Where to Decide? Centralized vs. Distributed Vehicle Assignment for Platoon Formation
Julian Heinovski, Falko Dressler

TL;DR
This paper compares centralized and distributed algorithms for vehicle-to-platoon assignment in autonomous driving, finding that a simple distributed greedy method performs nearly as well as complex centralized solutions with less complexity.
Contribution
It introduces and evaluates three approaches for vehicle-to-platoon assignment, highlighting the effectiveness of a distributed greedy heuristic in large-scale simulations.
Findings
Distributed greedy approach performs as well as centralized solver in most metrics.
Centralized greedy approach suffers from synchronization issues.
Distributed greedy requires less knowledge and complexity.
Abstract
Platooning is a promising cooperative driving application for future intelligent transportation systems.

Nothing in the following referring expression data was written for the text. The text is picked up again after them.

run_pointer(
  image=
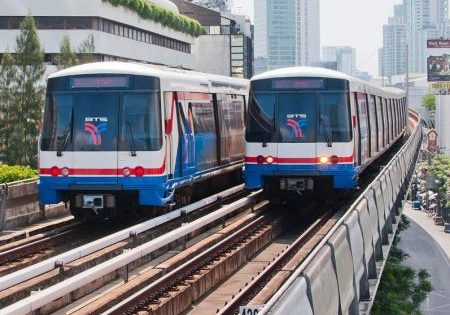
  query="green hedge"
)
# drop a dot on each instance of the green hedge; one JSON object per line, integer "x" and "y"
{"x": 150, "y": 11}
{"x": 14, "y": 173}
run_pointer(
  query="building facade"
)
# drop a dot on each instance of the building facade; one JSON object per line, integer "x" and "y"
{"x": 343, "y": 56}
{"x": 287, "y": 33}
{"x": 227, "y": 47}
{"x": 392, "y": 57}
{"x": 426, "y": 19}
{"x": 413, "y": 23}
{"x": 118, "y": 33}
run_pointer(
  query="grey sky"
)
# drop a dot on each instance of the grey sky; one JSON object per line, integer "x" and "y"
{"x": 356, "y": 23}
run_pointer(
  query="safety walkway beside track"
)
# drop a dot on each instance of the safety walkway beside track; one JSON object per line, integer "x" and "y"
{"x": 428, "y": 247}
{"x": 435, "y": 231}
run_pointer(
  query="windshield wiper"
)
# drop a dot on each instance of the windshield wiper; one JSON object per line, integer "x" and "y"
{"x": 130, "y": 132}
{"x": 325, "y": 133}
{"x": 66, "y": 136}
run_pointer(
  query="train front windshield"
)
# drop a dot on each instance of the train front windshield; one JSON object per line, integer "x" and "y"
{"x": 299, "y": 110}
{"x": 111, "y": 117}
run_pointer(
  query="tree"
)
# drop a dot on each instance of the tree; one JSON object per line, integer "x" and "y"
{"x": 429, "y": 102}
{"x": 24, "y": 109}
{"x": 7, "y": 75}
{"x": 86, "y": 50}
{"x": 66, "y": 58}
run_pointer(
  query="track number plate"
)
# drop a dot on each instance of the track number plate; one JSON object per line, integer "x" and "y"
{"x": 250, "y": 309}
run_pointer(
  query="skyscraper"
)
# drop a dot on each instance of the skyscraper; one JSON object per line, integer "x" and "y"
{"x": 426, "y": 19}
{"x": 287, "y": 33}
{"x": 343, "y": 56}
{"x": 414, "y": 22}
{"x": 393, "y": 54}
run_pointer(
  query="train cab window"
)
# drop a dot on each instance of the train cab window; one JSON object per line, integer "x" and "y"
{"x": 261, "y": 118}
{"x": 141, "y": 128}
{"x": 95, "y": 127}
{"x": 334, "y": 118}
{"x": 297, "y": 117}
{"x": 57, "y": 122}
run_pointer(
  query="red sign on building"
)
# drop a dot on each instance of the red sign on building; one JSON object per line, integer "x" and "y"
{"x": 438, "y": 43}
{"x": 432, "y": 141}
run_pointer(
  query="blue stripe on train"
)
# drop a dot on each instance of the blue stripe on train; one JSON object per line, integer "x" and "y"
{"x": 344, "y": 175}
{"x": 151, "y": 189}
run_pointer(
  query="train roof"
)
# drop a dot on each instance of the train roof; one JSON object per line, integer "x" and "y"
{"x": 174, "y": 78}
{"x": 356, "y": 84}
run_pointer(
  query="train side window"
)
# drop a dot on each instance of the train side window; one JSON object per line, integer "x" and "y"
{"x": 261, "y": 117}
{"x": 386, "y": 122}
{"x": 363, "y": 126}
{"x": 334, "y": 117}
{"x": 57, "y": 122}
{"x": 391, "y": 119}
{"x": 397, "y": 116}
{"x": 373, "y": 126}
{"x": 231, "y": 111}
{"x": 203, "y": 116}
{"x": 380, "y": 123}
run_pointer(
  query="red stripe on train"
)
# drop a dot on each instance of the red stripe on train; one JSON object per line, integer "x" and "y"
{"x": 105, "y": 171}
{"x": 316, "y": 160}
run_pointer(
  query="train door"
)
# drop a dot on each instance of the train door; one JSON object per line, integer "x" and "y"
{"x": 186, "y": 145}
{"x": 95, "y": 137}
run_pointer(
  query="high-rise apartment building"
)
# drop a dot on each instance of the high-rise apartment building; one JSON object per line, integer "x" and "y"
{"x": 426, "y": 19}
{"x": 343, "y": 56}
{"x": 414, "y": 22}
{"x": 392, "y": 58}
{"x": 287, "y": 33}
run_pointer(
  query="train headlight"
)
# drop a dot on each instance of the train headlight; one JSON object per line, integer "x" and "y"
{"x": 139, "y": 171}
{"x": 260, "y": 159}
{"x": 324, "y": 160}
{"x": 126, "y": 172}
{"x": 65, "y": 172}
{"x": 55, "y": 171}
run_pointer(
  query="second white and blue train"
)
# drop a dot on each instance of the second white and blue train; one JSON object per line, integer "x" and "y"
{"x": 310, "y": 129}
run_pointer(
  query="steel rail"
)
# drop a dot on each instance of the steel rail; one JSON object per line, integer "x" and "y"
{"x": 47, "y": 265}
{"x": 41, "y": 298}
{"x": 36, "y": 243}
{"x": 155, "y": 289}
{"x": 277, "y": 264}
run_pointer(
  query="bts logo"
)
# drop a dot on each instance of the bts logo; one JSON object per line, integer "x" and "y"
{"x": 95, "y": 126}
{"x": 296, "y": 122}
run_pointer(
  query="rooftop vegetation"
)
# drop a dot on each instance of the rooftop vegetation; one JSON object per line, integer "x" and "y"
{"x": 151, "y": 11}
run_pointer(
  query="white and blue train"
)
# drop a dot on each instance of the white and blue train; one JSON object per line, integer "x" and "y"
{"x": 122, "y": 133}
{"x": 314, "y": 129}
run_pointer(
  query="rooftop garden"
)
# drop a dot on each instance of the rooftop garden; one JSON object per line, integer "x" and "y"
{"x": 151, "y": 11}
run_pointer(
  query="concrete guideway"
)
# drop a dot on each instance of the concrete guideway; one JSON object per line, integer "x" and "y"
{"x": 429, "y": 248}
{"x": 323, "y": 284}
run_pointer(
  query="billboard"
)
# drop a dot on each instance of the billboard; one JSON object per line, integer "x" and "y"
{"x": 438, "y": 61}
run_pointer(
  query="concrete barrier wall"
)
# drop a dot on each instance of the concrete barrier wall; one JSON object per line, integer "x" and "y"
{"x": 19, "y": 205}
{"x": 342, "y": 274}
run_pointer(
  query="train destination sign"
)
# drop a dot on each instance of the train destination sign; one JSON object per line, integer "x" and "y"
{"x": 99, "y": 82}
{"x": 297, "y": 84}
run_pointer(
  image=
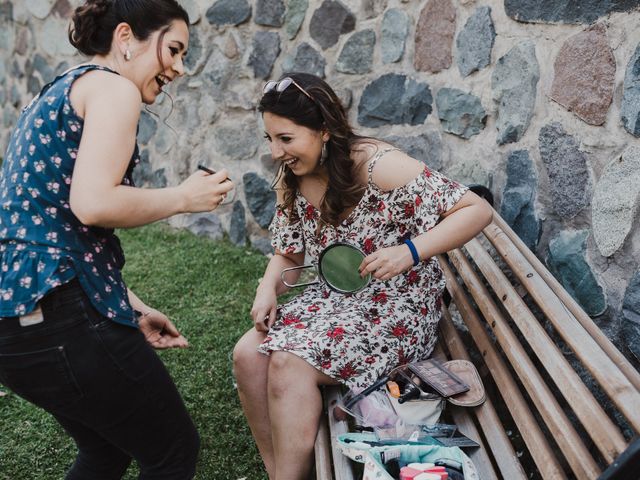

In order to assign vehicles to platoons, some algorithm for platoon formation is required. Such vehicle-to-platoon assignments have to be computed on-demand, e.g., when vehicles join or leave the freeways. In order to get best results from platooning, individual properties of involved vehicles have to be considered during the assignment computation. In this paper, we explore the computation of vehicle-to-platoon assignments as an optimization problem based on similarity between vehicles. We define the similarity and, vice versa, the deviation among vehicles based on the desired driving speed of vehicles and their position on the road. We create three approaches to solve this assignment problem: centralized solver, centralized greedy, and distributed greedy, using a Mixed Integer…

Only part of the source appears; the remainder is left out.